Abstract The recently developed dual-stage 3D printing reprocessable thermosets (3DPRTs) utilize acrylate functional groups to enable the ultra-violet based 3D printing (Stage I), and employ bond exchange reaction (BERs) to tailor the network structure for mechanical properties enhancement and impart the reshapeability, reparability, and recyclability into traditionally unprocessable thermosets (Stage II). 3DPRT provides a practical solution to address environmental challenges associated with the rapid increase in the consumption of 3D printing materials. However, due to the nascent state of development, fundamental understanding of the chemomechanics during the processing of 3DPRTs is still lacking. In this paper, we present detailed experimental and theoretical studies to understand the effect of thermal treatment condition at Stage II on the evolution of network structure and thermomechanical properties of 3DPRTs.

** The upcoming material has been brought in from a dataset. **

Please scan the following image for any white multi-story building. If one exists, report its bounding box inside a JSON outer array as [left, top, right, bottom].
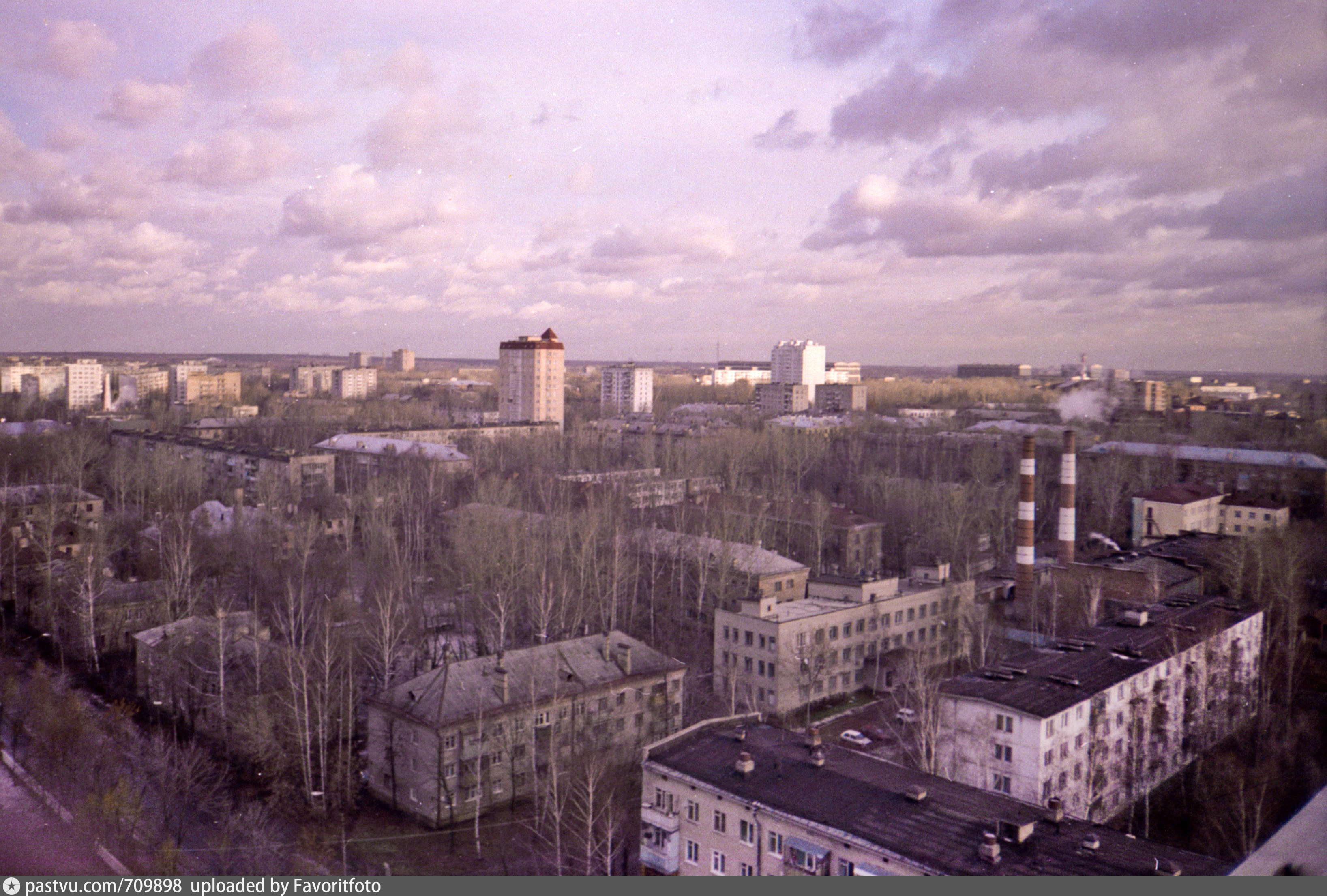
[[935, 597, 1262, 822], [641, 716, 1233, 876], [65, 358, 106, 410], [714, 564, 974, 713], [332, 368, 378, 398], [166, 361, 207, 405], [598, 364, 654, 417], [497, 328, 567, 429], [770, 340, 825, 402]]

A chemomechanics theory is defined to link the molecular-level BER kinetics to the macroscale thermomechanical properties of 3DPRTs during the thermal treatment. A thermo-viscoelastic multi-branched constitutive model is then established to capture the elastic and glass transition behaviors during the Stage II processing. The developed theory is able to capture the experimental observations on the mechanical properties enhancement and provide theoretical guidance for the network design and the selection of thermal treatment conditions to tailor the final mechanical properties of 3DPRTs.